I'm not aware of that one being actively worked on. I'm perfectly happy,
personally, with my /var/qmail full of symlinks pointing to
hier(7)-compatible locations. Once I made pkgsrc's qmail package do this
(upwards of 15 years ago) I never needed anything further. For what it's
worth, at least one of the notqmail developers is also a NetBSD
developer. :-)

> My existing installation is extremely stable and I'm not unhappy with
> it. I am glad notqmail exists as a project and I'm perfectly happy to
> wait as long as necessary to see how things unfold.

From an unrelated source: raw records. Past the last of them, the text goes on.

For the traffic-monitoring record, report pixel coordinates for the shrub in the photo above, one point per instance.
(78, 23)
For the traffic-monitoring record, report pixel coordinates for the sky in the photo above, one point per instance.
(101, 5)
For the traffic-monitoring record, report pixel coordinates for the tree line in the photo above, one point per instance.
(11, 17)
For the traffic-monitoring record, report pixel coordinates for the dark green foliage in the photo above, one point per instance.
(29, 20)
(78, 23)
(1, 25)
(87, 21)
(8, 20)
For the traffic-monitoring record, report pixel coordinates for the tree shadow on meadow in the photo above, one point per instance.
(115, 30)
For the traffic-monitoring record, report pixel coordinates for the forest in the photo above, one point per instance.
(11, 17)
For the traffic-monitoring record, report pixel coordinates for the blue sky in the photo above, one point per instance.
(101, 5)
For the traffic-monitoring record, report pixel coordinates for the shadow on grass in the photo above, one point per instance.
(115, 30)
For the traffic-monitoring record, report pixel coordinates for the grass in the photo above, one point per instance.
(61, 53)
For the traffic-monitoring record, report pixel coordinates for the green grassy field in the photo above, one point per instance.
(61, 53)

We figure most folks running qmail have gotten used to not changing it
very often, and so we expect not everyone is falling over themselves to
try something different. Eminently reasonable, of course. I probably
wouldn't have the round tuits to try it yet myself if it were someone
else's project ;-)

Please do stay tuned.

Thanks,

- Amitai

Hello Amitai,

Am 05.07.20 um 22:20 schrieb Amitai Schleier:
> On 23 Jun 2020, at 8:18, Oliver Welter wrote:
>
>> Am 20.06.20 um 23:19 schrieb Amitai Schleier:

> One thing you (not just Oli but anyone) could easily do to help
> notqmail, if you're so inclined: make sure the features you need are on
> our radar. Check our plans for 1.09 and beyond at
> <https://notqmail.org>, file a GitHub issue at
> <https://github.com/notqmail/notqmail>, or just reply on- or off-list
> with what's important to you in your current setup. That way we can plan
> to make notqmail more interesting to you over time.
>
I did not look at notqmail recently as I was already away so those
points might be already adressed but the main problem - that I also have
with sqmail - is proper support for a "multi-domain" setup, if possible
with direct SQL access and no need for one of this also outdated
backends (I still fiddle around with vpopmail).

The second big issue is abuse prevention in terms of rate-limiting
senders or password-brute-force attemps and on the sending side the
DKIM/SRS stuff.

I will try to have a look into netqmail and provide some more elaborated
feedback.

best regards

Oliver


--
Protect your environment - close windows and adopt a penguin!